The fingerprint sensor 514 is configured to acquire a fingerprint of a user, and the processor 501 identifies an identity of the user based on the fingerprint acquired by the fingerprint sensor 514, or the fingerprint sensor 514 identifies an identity of the user based on the acquired fingerprint. When the identity of the user is identified as a trusted identity, the processor 501 authorizes the user to perform a related sensitive operation. The sensitive operation includes unlocking a screen, viewing encrypted information, downloading software, payment, changing settings, and the like. The fingerprint sensor 514 may be disposed on a front surface, a back surface, or a side surface of the terminal 500. When the terminal 500 is provided with a physical button or a vendor logo, the fingerprint sensor 514 may be integrated with the physical button or the vendor logo.
The optical sensor 515 is configured to acquire ambient light intensity.

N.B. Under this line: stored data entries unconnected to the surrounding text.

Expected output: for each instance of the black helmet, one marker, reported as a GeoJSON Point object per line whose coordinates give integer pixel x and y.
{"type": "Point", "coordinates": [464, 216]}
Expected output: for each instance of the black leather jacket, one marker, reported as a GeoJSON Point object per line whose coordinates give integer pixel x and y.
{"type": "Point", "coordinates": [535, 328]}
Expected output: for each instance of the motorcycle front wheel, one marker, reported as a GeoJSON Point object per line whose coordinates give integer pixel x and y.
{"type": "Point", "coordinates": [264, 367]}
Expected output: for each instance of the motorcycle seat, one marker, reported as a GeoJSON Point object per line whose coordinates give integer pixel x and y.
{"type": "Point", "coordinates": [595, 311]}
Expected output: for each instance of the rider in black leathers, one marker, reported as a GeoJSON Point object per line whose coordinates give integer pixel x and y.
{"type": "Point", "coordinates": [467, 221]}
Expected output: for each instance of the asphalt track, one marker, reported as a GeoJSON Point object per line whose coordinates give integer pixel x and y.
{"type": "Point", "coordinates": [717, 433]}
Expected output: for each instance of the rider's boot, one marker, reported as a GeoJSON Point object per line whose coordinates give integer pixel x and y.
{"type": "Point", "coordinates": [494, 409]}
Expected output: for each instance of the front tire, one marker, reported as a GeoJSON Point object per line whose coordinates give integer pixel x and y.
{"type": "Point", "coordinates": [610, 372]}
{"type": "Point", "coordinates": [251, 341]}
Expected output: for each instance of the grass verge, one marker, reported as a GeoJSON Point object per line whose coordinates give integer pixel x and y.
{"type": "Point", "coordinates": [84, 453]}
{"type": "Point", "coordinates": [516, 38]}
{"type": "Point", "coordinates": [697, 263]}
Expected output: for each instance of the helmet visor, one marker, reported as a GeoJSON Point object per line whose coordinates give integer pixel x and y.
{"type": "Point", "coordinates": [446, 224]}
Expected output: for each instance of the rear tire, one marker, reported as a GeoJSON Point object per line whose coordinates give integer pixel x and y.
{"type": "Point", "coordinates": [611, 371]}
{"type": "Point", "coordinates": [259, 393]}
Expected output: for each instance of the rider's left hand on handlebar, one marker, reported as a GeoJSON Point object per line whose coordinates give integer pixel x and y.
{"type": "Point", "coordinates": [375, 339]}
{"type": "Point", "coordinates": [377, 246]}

In an embodiment, the processor 501 may control display luminance of the touch display 505 based on the ambient light intensity acquired by the optical sensor 515. Specifically, when the ambient light intensity is relatively high, the display luminance of the touch display 505 is turned up. When the ambient light intensity is relatively low, the display luminance of the touch display 505 is turned down. In another embodiment, the processor 501 may further dynamically adjust a camera parameter of the camera assembly 506 based on the ambient light intensity acquired by the optical sensor 515.
The proximity sensor 516, also referred to as a distance sensor, is usually disposed on the front panel of the terminal 500. The proximity sensor 516 is configured to acquire a distance between a user and the front surface of the terminal 500. In an embodiment, when the proximity sensor 516 detects that the distance between the user and the front surface of the terminal 500 gradually becomes smaller, the processor 501 controls the touch display 505 to switch from a screen-on state to a screen-off state. When the proximity sensor 516 detects that the distance between the user and the front surface of the terminal 500 gradually becomes larger, the processor 501 controls the touch display 505 to switch from the screen-off state to the screen-on state.
A person skilled in the art may understand that the structure shown in FIG. 5 does not constitute a limitation to the terminal 500, and the terminal may include more or fewer components than those shown in the figure, or some components may be combined, or a different component deployment may be used.
In this embodiment, the terminal may further include one or more programs. The one or more programs are stored in the memory and executed by one or more processors. The one or more programs include instructions used to perform the sound quality detection method for homologous audio provided in the embodiments of the present application.
FIG. 6 is a structural block diagram of a server 600 according to some embodiments of the present application. The server 600 may have relatively large differences due to different configurations or performance, and may include one or more processors (CPUs) 601 and one or more memories 602. The memory 602 stores at least one instruction. The at least one instruction is loaded and executed by the processor 601 to implement the sound quality detection method for homologous audio provided in the foregoing method embodiments. The server 600 may further include components such as a wired or wireless network interface, a keyboard, and an I/O interface for input and output. The server 600 may further include other components for implementing device functions. Details are not described herein.
An embodiment of the present application further provides a computer-readable storage medium. The computer-readable storage medium stores at least one instruction. When the at least one instruction, when executed by a processor, causes the processor to perform the sound quality detection method for homologous audio described in the foregoing embodiments.
Those of ordinary skill in the art can understand that all or some of the steps in the foregoing embodiments may be implemented by hardware, or by instructing related hardware by using a program. The program may be stored in a computer-readable storage medium. The storage medium may be a read-only memory, a disk, a compact disc, or the like.
The foregoing descriptions are merely preferred embodiments of the present application and are not intended to limit the present application. Any modification, equivalent replacement, and improvement within the spirit and principle of the present application shall be included within the protection scope of the present application.

Claims

1. A sound quality detection method for homologous audio, comprising:

acquiring a plurality of audio files to be detected, wherein the plurality of audio files are homologous audio files;

acquiring at least one audio feature of each of the plurality of audio files by performing feature extraction on the audio file, and generating a correspondence list of each of the plurality of audio files between the at least one audio feature and an audio file identifier; and

determining, using a sound quality detection model, a sound quality score of each of the plurality of audio files based on the correspondence list of each of the plurality of audio files between the at least one audio feature and the audio file identifier, wherein the sound quality detection model is configured to detect sound quality of homologous audio files.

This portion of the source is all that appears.